Deciding that a university press isn't a profit center

James F. Reische, Ronald Reagan vs. the University Press, Inside Higher Ed, September 14, 2007.  Excerpt:

...American universities have frequently undermined their presses, displacing their dedication to scholarly values in favor of an incoherent amalgam of free-market ideas about competition and profit. Scholarly publishing in 2007 is a hollow shell of its former self. We now seem to be witnessing a merciful reversal of this trend at the 11th hour; but unless the reversal is made permanent, our system of scholarly communication will remain in terrible peril....

At first glance, the defunding of presses seemed like a legitimate market correction: After all, if consumer demand for university press books was insufficient to support their publication, why should the presses be allowed to continue producing them at the same rate? ...

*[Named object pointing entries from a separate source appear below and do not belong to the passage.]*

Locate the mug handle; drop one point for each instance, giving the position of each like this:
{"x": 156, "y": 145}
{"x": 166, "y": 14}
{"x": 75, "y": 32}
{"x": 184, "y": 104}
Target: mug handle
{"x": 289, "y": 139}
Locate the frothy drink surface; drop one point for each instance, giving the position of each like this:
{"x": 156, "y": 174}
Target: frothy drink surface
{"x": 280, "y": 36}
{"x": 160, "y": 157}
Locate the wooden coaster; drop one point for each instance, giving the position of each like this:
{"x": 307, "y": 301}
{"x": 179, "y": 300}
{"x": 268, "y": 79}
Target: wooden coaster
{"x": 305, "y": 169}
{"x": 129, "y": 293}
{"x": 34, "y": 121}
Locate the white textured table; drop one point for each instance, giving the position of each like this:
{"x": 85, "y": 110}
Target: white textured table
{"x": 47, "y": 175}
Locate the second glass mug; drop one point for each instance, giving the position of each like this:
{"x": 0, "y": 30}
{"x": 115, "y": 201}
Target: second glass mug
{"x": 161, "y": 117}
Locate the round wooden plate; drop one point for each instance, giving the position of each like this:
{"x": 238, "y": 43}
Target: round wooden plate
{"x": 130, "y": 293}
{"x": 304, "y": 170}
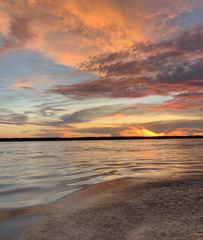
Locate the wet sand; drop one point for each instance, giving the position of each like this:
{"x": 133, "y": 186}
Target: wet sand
{"x": 127, "y": 209}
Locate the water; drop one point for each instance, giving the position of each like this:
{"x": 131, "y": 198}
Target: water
{"x": 35, "y": 175}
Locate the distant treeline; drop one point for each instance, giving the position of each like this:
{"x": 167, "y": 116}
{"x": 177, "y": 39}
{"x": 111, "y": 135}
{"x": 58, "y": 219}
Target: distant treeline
{"x": 93, "y": 138}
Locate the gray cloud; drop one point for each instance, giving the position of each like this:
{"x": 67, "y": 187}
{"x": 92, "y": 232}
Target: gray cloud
{"x": 10, "y": 117}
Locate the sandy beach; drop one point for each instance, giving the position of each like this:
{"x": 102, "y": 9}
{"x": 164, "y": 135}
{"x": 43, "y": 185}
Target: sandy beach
{"x": 127, "y": 209}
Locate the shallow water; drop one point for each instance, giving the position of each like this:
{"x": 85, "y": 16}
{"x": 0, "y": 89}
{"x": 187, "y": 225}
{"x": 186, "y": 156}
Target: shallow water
{"x": 34, "y": 175}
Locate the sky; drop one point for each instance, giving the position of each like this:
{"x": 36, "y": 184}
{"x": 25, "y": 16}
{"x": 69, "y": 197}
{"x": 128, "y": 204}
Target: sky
{"x": 77, "y": 68}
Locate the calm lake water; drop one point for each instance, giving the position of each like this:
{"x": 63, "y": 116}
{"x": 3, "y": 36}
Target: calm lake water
{"x": 34, "y": 175}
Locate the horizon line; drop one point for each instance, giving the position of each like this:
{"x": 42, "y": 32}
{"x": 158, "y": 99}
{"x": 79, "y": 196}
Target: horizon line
{"x": 94, "y": 138}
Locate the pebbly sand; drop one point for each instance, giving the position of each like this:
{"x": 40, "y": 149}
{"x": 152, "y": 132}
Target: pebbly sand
{"x": 126, "y": 209}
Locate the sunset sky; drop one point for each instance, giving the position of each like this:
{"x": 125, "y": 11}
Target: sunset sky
{"x": 76, "y": 68}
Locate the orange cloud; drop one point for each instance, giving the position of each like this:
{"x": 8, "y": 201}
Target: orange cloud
{"x": 140, "y": 132}
{"x": 70, "y": 30}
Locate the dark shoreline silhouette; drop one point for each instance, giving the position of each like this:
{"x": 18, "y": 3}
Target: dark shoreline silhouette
{"x": 93, "y": 138}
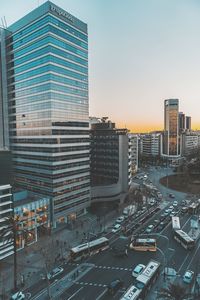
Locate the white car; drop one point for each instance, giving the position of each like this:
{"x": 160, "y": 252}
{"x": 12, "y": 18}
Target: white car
{"x": 138, "y": 270}
{"x": 18, "y": 296}
{"x": 116, "y": 228}
{"x": 55, "y": 272}
{"x": 188, "y": 276}
{"x": 149, "y": 229}
{"x": 120, "y": 219}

Unfortunately, this way of thinking incorporated two critical fallacies:

1. A book is not a book is not a book. University presses were established out of a recognition that academic monographs were never going to be profitable. They were too technical, their audiences too small to support mass-market publication. Instead, the closed cycle (scholar as author, university as publisher, library as consumer) was supposed to subsidize work that was of significant intellectual and scientific value to a small but influential cadre of experts. In other words, university presses were specifically designed to produce a public good, exempt from market forces....

2. Even if all other things were equal — which they weren’t — commercial publishing faced serious problems of its own....

[U]niversity leaders, instead of recognizing the inability of the market to properly value scholarly books, saddled their presses with a pair of contradictory missions: to produce the most advanced research for a small audience, while simultaneously earning their own way with at best a minimal subsidy....

If the real value of university presses is their role as the stewards of peer review — the rigorous scrutiny of research by qualified experts, and the publication of high-level scholarship for a specialized readership — then profits, no matter what the preferred strategy to achieve them, should never be a presumptive goal....

A number of savvy administrators and press directors have decided to reach for the digital lifeboat, despite the considerable risks involved....The result is an odd paradox: despite the fact that everyone agrees in principle on the promise of digital media, university presses are not on the whole being equipped to move decisively into the digital domain. This was perhaps the main finding of the Ithaka report, and one of the reasons why press directors and university administrators have damned the report with faint praise, by lauding its clear assessment of the problem while, by implication, lamenting its failure to propose a practical solution....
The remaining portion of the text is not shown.